# The big 100



## Thompson (9 Sep 2012)

I've finally managed to cycle 100.49 miles in one day, 8:35:45 to be precise. I admit it was harder than I had expected and so the last 10 or so miles I really struggled, but I wasn't going to give in that easy! The route was mostly on trails and so I was going along on my hardtail, slightly heavier than the road bike but it just adds to the challenge!

We got lost once, but the annoying thing is, two of us, me included, had gone off ahead and had been climbing for about 10 minutes, it wasnt steep till the end so wasnt too bad but the last kick up was painful. So as we were sat at the top catching our breath waiting for the other two,, we got a phone call after 5 minutes. "You've gone the wrong way, come back down!" Gutted at our waste of effort we zoomed back down in minutes, and after consulting about 5 maps and some passer bys, it turned out we had gone the right way and had to go all the way back up again.

Towards the end, we were only half a mile from the finish point (one guys house) and we had only done 97 mile or so.

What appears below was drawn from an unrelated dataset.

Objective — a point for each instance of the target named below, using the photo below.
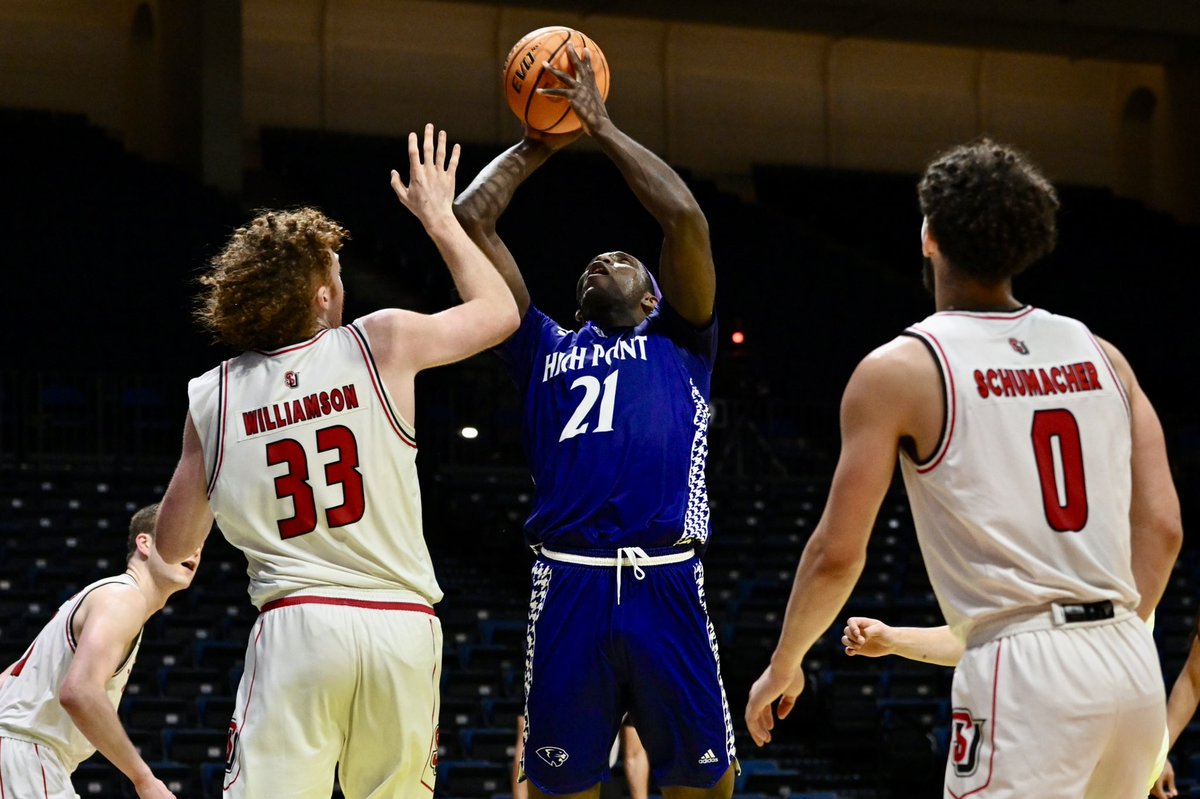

So in a desperate attempt to make it 100 we went the longest way possible to get there, including a relatively easy climb if you havent done 99 miles!

But, i'm pleased overall, need to set another one day challenge for this year as my next cycling challenge is next year which is ages away! Hmm, maybe the big 200? haha


----------



## Trickedem (9 Sep 2012)

Well done, always great to hear someone ticking off their first century.


----------



## smokeysmoo (9 Sep 2012)

Ticked my first imperial century off a few weeks ago. 

It's great when your odometer ticks over to 100 isn't it?

Chapeau to you


----------



## Pat "5mph" (9 Sep 2012)

Well done! 
By rights, the ones that did not do the hill the first time should have done it twice like you


----------



## Thompson (9 Sep 2012)

Haha we tried to make them but they down right refused. To be fair, one went home ill. I'll get revenge next time!


----------



## BrumJim (10 Sep 2012)

200km is the next milestone, but isn't that much harder than the first imperial century.

Well done. 100 miles is always a good ride, but on a mountain bike on trails, got to be worth a .


----------



## CopperCyclist (10 Sep 2012)

100 miles on a Hardtail on trails? Kudos!


----------